In this sense we shall refer to the international standards developed by OHCHR, the Office of the High Commissioner of Human Rights and to the Universal Declaration of Human Rights that have been issued as a result of the initiatives and efforts of the GAATW (Global Aliance Against Trafficking of Women) and the IHRLG (International Human Rights Law Group).

Cooperation among states is absolutely essential for Standards. These standards have at their basis many legislative instruments based on human rights and international law officially recognized. They aim to promote and protect respectful attitude to the victims of the human trafficking and those subjected to enslavement, forced labor and other practices. Human Rights Standards protects the rights of the persons ensuring efficient legal protection, legal remedy, non-discriminatory treatment, recovery and social reintegration.

In the spirit of these international acts, states are obliged to respect and ensure respect for human rights, they have to prevent infringement, to investigate them and take action against offenders, to take redress and repair damage suffered by the persons as a result of human trafficking.

There are also a various number of UN anti-trafficking tools, programs and agencies to fight against this global problem.

Among them:

  • UN Global Plan(adopted in 2010)
  • IOM (International Organization for Migration)
  • EU
  • From 2000, the UE adopted a multidisciplinary approach fighting against human trafficking adopting various prevention programs such as: STOP I, II , AGIS, DAPHNE I, II, III;
  • The Council of Europe
  • ILO (International Labor Organization)
  • OSCE (Organization for Security and Co-operation in Europe)

All the organizations engaged and determined to eliminate labor,sex and organ trafficking developed a comprehensive strategy having the main priorities the traffic prevention, the identification of victims through appropriate training of persons who may come into contact with potential victims, as well as their support and protection. In the absence of these organized and coordinated measures, human trafficking will never be stopped or even reduced.

It is also worthy to know and to mention the most important international NGOs which contributed a lot in the discovering, assisting and providing help to victims. These are:

  • Amnesty International
  • Anti-Slavery International
  • La Strada International
  • Terre des Hommes
  • Statistics:

Eurostat published two documents on EU-level statistics in 2013-2014, updated in 2015-2016.Data for 2015-2016 showed similar patterns among the registered victims and of traffickers who came into contact with the police and the criminal justice system,compared to those found in previous reporting periods. There are many reasons to consider these victims and many traffickers remained undetected,thus they do not figure in the reported documents.

In 2015-2016 there were 20,532 victims of human trafficking in UE. More than half (56%) were cases of sexual exploitation; 26% were cases of persons trafficked for labor exploitation;18% cases of other forms as begging and organ trafficking.

States Responsibilities

As already mentioned, all States are obliged to recognize and defend the human rights of all persons on their territories and to provide all means of achievement of the rights of each person, including information, capacity and structures. Recognizing and respecting the given obligations, States must periodically review their legislation to ensure its conformity with the international standards and its effectiveness in combating trafficking and defending the rights of the trafficked persons.
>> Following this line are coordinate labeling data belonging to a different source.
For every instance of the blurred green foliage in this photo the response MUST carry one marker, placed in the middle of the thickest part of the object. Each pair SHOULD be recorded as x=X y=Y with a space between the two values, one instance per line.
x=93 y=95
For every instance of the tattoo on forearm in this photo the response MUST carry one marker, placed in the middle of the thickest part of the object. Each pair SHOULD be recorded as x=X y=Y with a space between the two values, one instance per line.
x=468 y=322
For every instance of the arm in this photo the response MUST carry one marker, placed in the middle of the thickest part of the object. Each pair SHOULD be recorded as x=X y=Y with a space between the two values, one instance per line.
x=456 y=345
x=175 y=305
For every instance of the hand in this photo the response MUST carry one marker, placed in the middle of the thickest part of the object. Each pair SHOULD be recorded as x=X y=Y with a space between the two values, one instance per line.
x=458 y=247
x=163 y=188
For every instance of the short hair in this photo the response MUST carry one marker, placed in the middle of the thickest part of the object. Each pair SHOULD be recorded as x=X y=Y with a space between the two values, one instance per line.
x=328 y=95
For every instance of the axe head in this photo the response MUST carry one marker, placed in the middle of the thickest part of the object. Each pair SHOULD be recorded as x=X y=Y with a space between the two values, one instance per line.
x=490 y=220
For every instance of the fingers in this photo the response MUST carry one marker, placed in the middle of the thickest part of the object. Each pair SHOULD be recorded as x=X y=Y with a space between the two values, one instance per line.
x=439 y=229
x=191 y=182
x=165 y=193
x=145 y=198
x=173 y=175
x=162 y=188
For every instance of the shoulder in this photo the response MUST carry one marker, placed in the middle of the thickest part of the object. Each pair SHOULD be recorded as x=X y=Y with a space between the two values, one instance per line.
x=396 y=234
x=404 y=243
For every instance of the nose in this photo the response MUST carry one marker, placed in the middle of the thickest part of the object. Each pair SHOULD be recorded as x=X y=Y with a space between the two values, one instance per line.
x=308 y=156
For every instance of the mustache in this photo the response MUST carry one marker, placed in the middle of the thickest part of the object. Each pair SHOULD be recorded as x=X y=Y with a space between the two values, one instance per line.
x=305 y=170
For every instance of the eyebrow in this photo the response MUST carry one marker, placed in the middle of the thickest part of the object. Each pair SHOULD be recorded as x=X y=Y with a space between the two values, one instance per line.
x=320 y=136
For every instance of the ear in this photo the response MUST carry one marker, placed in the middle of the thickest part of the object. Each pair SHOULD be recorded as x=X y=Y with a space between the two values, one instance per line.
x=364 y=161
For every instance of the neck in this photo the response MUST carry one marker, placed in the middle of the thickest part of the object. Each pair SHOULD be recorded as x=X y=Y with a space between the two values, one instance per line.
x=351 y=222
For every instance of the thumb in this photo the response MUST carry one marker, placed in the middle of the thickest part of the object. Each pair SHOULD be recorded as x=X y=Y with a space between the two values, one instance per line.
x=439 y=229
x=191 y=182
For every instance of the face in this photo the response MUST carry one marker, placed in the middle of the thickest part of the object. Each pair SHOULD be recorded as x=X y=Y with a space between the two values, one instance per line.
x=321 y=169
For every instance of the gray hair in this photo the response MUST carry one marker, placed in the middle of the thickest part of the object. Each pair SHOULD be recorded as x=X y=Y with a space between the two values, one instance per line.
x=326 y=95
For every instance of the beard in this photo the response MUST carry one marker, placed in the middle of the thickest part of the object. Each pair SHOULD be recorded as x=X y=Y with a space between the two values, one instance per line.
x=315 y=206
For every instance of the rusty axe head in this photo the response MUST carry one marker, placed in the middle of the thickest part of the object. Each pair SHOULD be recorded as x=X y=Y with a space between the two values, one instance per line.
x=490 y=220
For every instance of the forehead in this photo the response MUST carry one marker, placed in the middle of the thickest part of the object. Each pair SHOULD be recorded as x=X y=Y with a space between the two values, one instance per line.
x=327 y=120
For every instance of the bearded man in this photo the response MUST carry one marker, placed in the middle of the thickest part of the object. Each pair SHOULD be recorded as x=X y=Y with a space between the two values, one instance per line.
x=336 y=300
Respectively, States must respect:

  • the Principle of Non-Discrimination (trafficked persons cannot be subjected to any discriminatory treatment)
  • The Safety and Fair Treatment(access to embassy, consulate or other non-governmental organizations)
  • Protection (safety of the trafficked persons and their witnesses )
  • Access to Justice
  • Residence Permit for Victims
  • Access to Civil Proceedings and Compensation
  • Healthcare and Other Services

In spite of all which have been said above and after years of fighting this criminal phenomenon, human trafficking still exists and it is more difficult to combat. The phenomenon still grows, that’s why it renders one of the greatest worldwide concern.